Goose Fair A bourgeois young woman, Lois, awaits her man, Jack a collier, but there is tension, a rumour the hands will set fire to the factory and, indeed the factory is fired, and jack comes home late with other louts. but they have been drunkenly tormenting a goose girl at the fair.
The White Stocking A married couple, he realises she has been receiving gifts from her old employer at the factory, Sam Adams, who once danced with her all night at a ball where he husband sat impotent with rage. She goads him in his jealousy to hit her in the face.
A Sick Collier A short sliver of prose, a woman marries beneath her, a decent miner. One day he is brought home having ruptured himself, moaning with pain and goes out of his mind with pain threatening to kill her.
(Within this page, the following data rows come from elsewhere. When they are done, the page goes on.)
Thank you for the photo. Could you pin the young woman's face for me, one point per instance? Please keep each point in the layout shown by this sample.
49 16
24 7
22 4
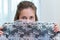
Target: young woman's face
27 14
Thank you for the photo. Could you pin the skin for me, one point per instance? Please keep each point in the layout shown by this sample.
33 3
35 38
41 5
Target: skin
27 14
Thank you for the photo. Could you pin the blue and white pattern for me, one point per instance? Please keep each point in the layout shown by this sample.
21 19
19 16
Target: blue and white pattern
19 30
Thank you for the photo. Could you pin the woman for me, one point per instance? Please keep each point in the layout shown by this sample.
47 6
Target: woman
27 11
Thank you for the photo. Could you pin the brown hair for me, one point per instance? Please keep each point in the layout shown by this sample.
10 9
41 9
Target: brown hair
22 5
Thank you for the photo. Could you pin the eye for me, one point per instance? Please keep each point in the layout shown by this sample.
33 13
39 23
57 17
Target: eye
24 17
31 17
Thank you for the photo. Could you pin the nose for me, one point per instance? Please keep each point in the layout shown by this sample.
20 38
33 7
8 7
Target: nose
28 21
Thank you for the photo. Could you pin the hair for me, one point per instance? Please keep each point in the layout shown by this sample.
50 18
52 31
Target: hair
23 5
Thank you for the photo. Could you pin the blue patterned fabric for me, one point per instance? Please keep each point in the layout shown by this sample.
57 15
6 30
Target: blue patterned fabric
19 30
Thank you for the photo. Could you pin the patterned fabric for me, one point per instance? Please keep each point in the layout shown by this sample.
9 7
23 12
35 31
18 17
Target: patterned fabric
19 30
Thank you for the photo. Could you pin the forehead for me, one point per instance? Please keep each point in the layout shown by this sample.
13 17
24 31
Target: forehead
27 12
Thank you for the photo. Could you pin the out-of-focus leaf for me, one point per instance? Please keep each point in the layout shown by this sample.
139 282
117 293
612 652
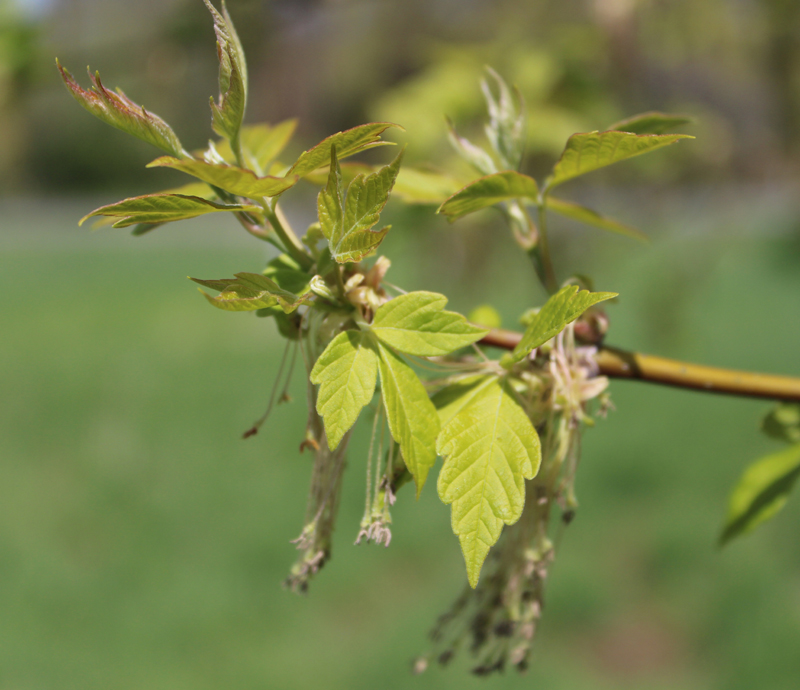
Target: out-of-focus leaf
761 492
227 114
490 448
346 372
119 111
783 422
349 171
347 221
261 144
286 272
412 417
417 324
559 311
486 315
593 150
651 123
489 190
474 155
346 143
163 208
415 186
506 128
235 180
251 291
586 215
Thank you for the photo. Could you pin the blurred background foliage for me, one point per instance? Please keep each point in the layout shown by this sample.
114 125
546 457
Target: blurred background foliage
141 545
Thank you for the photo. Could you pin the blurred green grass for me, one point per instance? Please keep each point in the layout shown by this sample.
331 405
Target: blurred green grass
142 544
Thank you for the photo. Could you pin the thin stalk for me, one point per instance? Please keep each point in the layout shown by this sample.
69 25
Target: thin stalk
550 282
621 364
289 240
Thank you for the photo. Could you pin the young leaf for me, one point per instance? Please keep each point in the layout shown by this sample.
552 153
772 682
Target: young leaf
416 186
286 272
587 152
506 128
251 291
119 111
490 448
228 113
346 372
261 144
346 143
417 324
783 422
411 415
651 123
489 190
586 215
347 222
761 492
559 311
474 155
163 208
228 177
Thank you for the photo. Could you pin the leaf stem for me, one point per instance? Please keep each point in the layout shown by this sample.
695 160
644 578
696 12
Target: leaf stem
617 363
543 250
290 242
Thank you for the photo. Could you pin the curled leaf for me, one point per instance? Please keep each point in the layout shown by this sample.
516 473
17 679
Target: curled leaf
117 110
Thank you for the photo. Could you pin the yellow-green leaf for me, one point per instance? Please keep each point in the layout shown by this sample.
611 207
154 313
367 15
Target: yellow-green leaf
417 324
593 150
651 122
559 311
586 215
346 372
227 114
412 417
251 291
261 144
228 177
163 208
347 222
346 143
490 448
761 492
119 111
489 190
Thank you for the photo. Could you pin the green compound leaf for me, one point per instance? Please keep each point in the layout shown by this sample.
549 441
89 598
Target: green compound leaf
586 215
346 144
346 372
261 144
487 191
286 272
761 492
227 114
228 177
651 123
506 128
347 222
163 208
251 291
559 311
417 324
593 150
783 422
490 448
415 186
411 415
119 111
474 155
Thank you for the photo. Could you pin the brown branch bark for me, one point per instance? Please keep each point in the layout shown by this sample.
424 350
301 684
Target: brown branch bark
616 363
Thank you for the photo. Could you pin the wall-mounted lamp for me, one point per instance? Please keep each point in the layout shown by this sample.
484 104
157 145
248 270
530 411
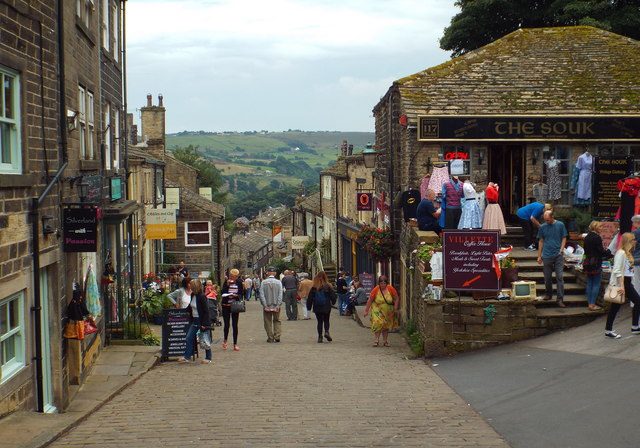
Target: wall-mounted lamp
369 155
72 119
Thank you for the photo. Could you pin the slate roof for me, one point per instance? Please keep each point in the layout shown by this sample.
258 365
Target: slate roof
194 199
531 71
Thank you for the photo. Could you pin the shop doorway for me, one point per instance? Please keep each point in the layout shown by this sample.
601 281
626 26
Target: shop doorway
506 168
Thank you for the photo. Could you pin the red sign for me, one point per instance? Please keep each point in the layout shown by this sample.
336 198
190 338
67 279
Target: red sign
364 202
468 257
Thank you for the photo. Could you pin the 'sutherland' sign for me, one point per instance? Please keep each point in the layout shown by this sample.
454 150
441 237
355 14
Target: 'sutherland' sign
468 257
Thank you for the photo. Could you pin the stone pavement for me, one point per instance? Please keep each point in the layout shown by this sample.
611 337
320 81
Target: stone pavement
296 393
114 370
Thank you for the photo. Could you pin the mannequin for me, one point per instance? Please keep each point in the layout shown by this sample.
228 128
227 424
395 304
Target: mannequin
493 218
471 217
553 178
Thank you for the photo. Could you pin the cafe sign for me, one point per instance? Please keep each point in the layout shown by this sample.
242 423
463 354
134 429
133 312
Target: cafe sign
528 128
80 229
468 258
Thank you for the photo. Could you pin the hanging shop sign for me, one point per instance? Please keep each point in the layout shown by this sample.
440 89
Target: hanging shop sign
80 229
364 202
172 196
607 171
160 224
529 128
174 331
298 242
468 258
206 192
115 188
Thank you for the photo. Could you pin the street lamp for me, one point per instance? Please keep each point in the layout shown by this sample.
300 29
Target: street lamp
369 155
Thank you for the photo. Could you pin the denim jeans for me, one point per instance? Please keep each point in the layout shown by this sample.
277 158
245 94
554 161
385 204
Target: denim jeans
593 287
191 340
549 266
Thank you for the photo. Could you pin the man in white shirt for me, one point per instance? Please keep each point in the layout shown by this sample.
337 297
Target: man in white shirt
271 299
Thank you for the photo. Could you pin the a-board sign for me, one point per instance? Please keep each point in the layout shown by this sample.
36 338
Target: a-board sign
468 258
368 282
607 171
174 331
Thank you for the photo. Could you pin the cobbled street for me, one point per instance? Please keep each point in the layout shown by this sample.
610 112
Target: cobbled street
297 393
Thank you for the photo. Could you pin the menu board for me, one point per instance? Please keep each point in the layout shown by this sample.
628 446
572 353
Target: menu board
606 174
174 332
468 257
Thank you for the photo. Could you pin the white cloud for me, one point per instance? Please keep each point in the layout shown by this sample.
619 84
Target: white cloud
261 59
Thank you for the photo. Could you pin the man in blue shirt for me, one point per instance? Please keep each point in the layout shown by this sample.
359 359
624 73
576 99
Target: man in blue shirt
553 238
427 214
530 216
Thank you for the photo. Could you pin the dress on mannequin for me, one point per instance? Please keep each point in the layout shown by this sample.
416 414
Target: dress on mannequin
493 218
553 179
471 215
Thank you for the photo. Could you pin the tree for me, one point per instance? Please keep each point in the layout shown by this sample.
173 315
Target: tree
482 21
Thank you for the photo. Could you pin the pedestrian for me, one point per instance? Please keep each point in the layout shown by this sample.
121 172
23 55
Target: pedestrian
200 323
248 287
621 276
181 297
304 287
383 304
271 295
343 293
427 214
594 253
530 219
552 237
321 298
290 285
232 290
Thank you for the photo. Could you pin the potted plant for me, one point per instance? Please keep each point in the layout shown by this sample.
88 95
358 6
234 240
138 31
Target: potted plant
509 269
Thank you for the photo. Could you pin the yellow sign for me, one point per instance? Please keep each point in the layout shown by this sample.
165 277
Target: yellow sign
160 224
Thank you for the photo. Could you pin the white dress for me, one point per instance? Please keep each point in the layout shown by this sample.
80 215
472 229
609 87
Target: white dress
471 217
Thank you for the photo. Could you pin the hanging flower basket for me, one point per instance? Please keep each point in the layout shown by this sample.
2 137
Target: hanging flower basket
379 243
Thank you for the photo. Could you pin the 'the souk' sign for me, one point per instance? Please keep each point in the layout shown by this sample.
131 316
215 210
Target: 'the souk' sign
468 257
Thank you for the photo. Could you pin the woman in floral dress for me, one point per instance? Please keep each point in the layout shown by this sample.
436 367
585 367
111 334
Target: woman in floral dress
383 303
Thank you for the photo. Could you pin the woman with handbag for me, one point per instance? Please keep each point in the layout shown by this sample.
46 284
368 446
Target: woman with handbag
383 303
594 253
620 286
200 322
232 292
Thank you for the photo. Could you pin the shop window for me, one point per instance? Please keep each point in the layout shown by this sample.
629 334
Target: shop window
12 336
563 155
10 152
197 234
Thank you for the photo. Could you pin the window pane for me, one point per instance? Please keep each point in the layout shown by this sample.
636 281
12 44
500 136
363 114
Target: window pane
197 227
198 238
14 314
8 87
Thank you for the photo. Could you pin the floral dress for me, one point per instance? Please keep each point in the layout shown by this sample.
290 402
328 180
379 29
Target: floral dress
382 312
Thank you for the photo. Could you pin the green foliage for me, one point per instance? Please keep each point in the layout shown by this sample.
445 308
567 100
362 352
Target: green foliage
482 21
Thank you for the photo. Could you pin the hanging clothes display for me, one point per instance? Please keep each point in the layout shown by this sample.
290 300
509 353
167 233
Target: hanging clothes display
585 165
553 179
452 195
410 200
439 176
92 293
471 217
424 186
493 218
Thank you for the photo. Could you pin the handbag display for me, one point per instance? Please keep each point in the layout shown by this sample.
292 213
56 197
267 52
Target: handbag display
614 294
238 306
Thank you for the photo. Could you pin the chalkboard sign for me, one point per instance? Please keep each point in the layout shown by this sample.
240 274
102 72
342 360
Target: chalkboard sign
174 332
468 257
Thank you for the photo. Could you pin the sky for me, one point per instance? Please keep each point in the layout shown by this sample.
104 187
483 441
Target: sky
243 65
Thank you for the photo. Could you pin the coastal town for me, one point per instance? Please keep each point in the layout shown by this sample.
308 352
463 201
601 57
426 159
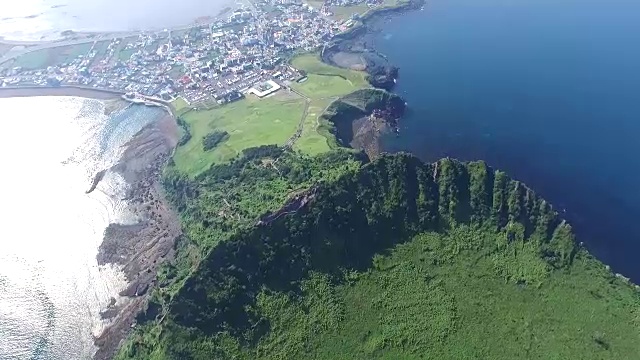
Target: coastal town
244 51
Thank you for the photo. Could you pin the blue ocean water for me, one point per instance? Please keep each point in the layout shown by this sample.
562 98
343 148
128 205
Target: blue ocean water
548 91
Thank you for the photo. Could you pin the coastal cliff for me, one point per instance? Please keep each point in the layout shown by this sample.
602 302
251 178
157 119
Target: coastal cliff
352 49
396 258
359 119
139 247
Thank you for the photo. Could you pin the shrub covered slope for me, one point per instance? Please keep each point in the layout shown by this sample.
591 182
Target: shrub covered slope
393 259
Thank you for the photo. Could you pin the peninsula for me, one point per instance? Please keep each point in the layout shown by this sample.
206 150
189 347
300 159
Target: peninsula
299 238
318 250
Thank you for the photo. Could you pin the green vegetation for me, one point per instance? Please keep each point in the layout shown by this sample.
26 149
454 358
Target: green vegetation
249 122
324 85
40 59
253 122
311 64
393 259
213 139
337 119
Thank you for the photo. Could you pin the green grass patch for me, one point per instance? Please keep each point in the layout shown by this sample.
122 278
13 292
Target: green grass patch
324 84
311 141
250 122
312 64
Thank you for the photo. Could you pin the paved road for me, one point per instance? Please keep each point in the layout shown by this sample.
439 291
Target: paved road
35 46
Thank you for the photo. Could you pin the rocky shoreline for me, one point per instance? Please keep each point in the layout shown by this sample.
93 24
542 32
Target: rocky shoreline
139 247
354 49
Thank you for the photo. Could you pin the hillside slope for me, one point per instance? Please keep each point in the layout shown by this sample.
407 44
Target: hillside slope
398 259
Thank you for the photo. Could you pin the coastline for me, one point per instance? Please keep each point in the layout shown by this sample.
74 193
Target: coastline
352 49
139 248
77 91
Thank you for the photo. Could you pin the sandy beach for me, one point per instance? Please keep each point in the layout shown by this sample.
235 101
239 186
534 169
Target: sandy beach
77 91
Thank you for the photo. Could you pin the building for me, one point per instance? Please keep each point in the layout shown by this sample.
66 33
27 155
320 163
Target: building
264 89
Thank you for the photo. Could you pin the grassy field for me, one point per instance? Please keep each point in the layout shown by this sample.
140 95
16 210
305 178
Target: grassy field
250 122
311 141
253 122
40 59
324 84
312 64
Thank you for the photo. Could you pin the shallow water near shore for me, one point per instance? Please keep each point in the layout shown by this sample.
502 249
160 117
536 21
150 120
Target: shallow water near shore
51 288
547 91
34 20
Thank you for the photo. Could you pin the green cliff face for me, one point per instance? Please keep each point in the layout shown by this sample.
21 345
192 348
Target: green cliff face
394 259
341 114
The Christening A scrawny vicar is called to perform a christening of an illegitimate baby in the cramped house of an ill old miner whose daughter shamed them all. In the middle her brother, a miner, returns and undermines the ceremony.
Odour of Chrysanthemums A miner’s wife waits at home for her husband to return from work, complaining to her children and to neighbours; then news comes that he has died in a freak accident in the mine and she and his mother have to strip, wash and dress the corpse in a room smelling of the chrysanthemums she picked earlier that day.